Neste sábado, 1º de novembro, os fãs da franquia Anaconda receberam um novo presente: um vídeo dos bastidores que mostra um pouco do dia de filmagem da atriz Daniela Melchior no longa. Embora Daniela seja a estrela das imagens, é a breve, mas impactante, aparição da enorme cobra que dá título ao filme que captura de imediato a atenção de todos. O material mostra como o elenco e a equipe equilibram humor, ação e suspense em um cenário inspirado na Floresta Amazônica, criando um clima ao mesmo tempo divertido e perigoso. Abaixo, veja o vídeo publicado:

Diferente das produções anteriores, este novo Anaconda se apresenta como um meta-reboot: um filme que homenageia o clássico de 1997, mas que ao mesmo tempo brinca com ele. A história acompanha um grupo de amigos que decide refilmar o filme original em meio à Amazônia. A ideia parecia apenas uma aventura nostálgica, até que a famosa cobra gigante se torna uma ameaça real, transformando as gravações em uma mistura de caos, susto e comédia.

O longa conta com um elenco que chama atenção pelo carisma e diversidade. Paul Rudd interpreta Griff, enquanto Jack Black vive Doug, os dois amigos que, motivados por uma crise de meia-idade, decidem embarcar nessa louca aventura cinematográfica. Steve Zahn interpreta Kenny, enquanto Thandiwe Newton dá vida a Claire, ambos complementando o grupo com equilíbrio entre tensão e humor.

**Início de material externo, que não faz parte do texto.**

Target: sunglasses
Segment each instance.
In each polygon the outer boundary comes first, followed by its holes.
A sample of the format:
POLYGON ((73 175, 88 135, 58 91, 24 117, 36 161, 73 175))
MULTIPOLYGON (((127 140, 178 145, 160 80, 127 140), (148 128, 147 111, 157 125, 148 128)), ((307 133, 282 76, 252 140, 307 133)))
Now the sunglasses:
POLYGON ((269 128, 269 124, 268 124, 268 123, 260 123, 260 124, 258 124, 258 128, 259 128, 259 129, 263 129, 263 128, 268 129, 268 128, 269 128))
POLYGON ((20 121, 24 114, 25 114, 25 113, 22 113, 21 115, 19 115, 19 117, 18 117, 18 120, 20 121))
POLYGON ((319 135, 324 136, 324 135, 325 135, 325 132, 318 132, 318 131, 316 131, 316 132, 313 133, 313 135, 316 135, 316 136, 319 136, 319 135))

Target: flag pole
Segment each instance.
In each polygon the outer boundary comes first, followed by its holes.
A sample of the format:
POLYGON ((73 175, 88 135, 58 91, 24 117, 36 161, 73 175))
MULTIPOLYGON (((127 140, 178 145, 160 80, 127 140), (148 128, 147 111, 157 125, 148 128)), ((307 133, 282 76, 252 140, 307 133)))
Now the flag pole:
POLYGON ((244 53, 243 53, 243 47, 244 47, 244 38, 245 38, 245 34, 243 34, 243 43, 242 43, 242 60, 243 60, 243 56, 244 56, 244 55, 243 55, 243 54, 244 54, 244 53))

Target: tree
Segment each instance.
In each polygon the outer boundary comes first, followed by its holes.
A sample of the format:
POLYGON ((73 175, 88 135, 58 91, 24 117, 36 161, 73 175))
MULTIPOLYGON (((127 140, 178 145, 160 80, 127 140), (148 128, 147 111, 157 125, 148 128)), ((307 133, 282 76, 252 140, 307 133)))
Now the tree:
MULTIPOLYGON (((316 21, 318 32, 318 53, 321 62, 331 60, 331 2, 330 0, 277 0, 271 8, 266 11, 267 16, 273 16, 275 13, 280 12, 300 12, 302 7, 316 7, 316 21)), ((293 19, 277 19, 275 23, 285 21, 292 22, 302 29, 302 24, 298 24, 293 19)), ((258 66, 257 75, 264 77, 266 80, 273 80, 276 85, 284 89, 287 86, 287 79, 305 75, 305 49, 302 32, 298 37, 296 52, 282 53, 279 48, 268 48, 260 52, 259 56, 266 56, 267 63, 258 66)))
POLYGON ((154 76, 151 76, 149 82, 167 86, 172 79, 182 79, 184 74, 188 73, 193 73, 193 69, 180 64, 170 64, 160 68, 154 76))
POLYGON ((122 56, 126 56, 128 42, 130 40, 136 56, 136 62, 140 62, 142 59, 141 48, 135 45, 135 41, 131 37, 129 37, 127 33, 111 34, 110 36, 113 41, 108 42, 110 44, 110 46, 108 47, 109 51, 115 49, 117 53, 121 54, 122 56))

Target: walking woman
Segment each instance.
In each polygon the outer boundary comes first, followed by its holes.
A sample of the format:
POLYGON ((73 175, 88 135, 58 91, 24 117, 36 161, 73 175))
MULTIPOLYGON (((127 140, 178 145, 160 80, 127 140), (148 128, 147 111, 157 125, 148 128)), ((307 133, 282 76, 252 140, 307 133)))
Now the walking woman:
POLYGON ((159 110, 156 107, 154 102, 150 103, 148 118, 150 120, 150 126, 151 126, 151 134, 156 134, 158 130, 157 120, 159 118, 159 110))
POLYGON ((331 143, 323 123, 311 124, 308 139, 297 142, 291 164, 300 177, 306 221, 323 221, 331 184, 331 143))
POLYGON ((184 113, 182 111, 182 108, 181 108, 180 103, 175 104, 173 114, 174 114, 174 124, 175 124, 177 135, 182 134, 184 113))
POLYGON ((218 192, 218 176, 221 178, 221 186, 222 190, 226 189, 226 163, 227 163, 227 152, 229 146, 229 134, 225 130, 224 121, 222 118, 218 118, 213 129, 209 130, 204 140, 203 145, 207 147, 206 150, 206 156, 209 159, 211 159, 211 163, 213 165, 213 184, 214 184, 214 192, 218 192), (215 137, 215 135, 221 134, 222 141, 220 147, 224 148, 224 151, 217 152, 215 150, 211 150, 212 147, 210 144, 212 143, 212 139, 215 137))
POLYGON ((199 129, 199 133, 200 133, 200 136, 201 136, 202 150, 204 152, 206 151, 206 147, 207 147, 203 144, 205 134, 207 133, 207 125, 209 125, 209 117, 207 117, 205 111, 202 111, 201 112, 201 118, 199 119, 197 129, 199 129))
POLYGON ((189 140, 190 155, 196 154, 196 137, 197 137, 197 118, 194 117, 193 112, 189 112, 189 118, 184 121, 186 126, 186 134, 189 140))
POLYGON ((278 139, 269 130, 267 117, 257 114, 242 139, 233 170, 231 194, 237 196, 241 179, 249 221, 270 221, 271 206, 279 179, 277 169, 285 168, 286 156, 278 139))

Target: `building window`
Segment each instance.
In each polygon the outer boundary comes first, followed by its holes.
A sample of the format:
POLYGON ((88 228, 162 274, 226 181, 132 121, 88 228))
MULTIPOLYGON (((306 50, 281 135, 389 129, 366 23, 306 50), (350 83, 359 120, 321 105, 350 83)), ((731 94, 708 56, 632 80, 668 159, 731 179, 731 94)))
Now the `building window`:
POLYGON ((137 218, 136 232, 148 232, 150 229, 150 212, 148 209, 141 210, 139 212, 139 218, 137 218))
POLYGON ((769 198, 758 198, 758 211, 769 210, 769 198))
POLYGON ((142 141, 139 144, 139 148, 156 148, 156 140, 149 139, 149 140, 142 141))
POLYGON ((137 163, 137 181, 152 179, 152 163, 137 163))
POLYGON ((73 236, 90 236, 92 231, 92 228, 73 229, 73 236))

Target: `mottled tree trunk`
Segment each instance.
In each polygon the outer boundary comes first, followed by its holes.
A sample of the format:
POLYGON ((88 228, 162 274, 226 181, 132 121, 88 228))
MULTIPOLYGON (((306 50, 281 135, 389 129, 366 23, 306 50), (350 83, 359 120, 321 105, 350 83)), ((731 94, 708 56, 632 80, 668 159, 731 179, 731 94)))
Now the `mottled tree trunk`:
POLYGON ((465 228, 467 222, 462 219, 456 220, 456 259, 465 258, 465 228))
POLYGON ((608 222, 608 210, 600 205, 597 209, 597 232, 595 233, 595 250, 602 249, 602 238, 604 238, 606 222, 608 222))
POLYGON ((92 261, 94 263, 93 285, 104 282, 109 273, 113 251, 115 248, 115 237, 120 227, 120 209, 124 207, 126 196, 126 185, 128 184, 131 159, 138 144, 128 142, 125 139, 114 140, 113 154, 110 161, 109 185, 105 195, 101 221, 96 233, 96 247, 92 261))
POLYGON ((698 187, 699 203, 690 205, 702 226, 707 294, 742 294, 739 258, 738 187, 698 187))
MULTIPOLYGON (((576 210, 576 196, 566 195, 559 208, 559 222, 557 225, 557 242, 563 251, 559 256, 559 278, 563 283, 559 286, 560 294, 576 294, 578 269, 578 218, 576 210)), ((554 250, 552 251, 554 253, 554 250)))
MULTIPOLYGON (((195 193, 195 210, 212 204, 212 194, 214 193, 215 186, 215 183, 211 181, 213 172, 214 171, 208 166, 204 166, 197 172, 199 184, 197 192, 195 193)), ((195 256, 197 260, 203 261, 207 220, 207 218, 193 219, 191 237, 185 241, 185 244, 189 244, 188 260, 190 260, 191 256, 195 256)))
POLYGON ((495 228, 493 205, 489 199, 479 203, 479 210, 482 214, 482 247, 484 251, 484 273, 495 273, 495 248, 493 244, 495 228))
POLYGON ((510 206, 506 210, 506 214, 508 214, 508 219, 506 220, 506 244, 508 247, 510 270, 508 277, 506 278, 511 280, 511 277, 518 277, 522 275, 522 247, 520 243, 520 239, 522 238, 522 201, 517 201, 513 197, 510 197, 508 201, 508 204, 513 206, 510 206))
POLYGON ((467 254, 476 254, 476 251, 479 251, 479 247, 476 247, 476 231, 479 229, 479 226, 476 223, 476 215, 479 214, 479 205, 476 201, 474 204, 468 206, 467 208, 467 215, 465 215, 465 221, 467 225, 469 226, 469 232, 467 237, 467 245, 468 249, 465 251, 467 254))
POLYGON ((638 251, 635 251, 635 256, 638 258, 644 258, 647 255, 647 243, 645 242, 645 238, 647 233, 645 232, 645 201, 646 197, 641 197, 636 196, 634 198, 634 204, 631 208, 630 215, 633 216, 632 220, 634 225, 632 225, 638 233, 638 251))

Entre as novidades mais celebradas está a presença de Daniela Melchior, que interpreta Ana Almeida. A atriz portuguesa, conhecida por sua atuação em “The Suicide Squad”, traz energia, charme e uma presença marcante em cenas de ação e suspense. Também vale destacar o brasileiro Selton Mello, como Santiago Braga, que conecta o filme à Amazônia de maneira autêntica, reforçando a sensação de local real e valorizando a cultura brasileira dentro da narrativa.

A trama, mesmo sendo cômica em muitos momentos, coloca os personagens em situações de verdadeiro perigo. A anaconda gigante, cuidadosamente criada com efeitos visuais realistas, surge como antagonista de proporções épicas, transformando momentos que seriam apenas divertidos em cenas cheias de tensão e adrenalina.

Comédia, terror e ação: a fórmula do reboot

O grande diferencial deste novo longa-metragem está na mistura de gêneros. Enquanto o longa original de 1997 focava mais em suspense e aventura, a versão de 2025 aposta na comédia de situações e nos momentos de terror para criar uma experiência única. O timing cômico de Jack Black e a sutileza dramática de Paul Rudd prometem cenas hilárias, mesmo em meio a confrontos com a gigantesca serpente.

Essa combinação permite que o filme dialogue tanto com o público que cresceu assistindo ao clássico, quanto com uma nova geração de espectadores que buscam entretenimento leve, mas cheio de emoção. A presença de atores de diferentes nacionalidades também reforça essa ideia, mostrando que a Amazônia, apesar de ser um cenário desafiador, pode se tornar o palco de histórias globais que valorizam diversidade e cultura.

Um filme para fãs antigos e novos

Para quem cresceu assistindo ao clássico de 1997, o novo filme promete resgatar a nostalgia, ao mesmo tempo em que entrega novas surpresas. Para os espectadores que descobrem a franquia agora, o longa oferece uma narrativa envolvente, cheia de humor e adrenalina, com personagens carismáticos e situações imprevisíveis. A cobra gigante, fiel ao espírito da série, permanece como o elemento central, trazendo suspense e emoção em doses equilibradas.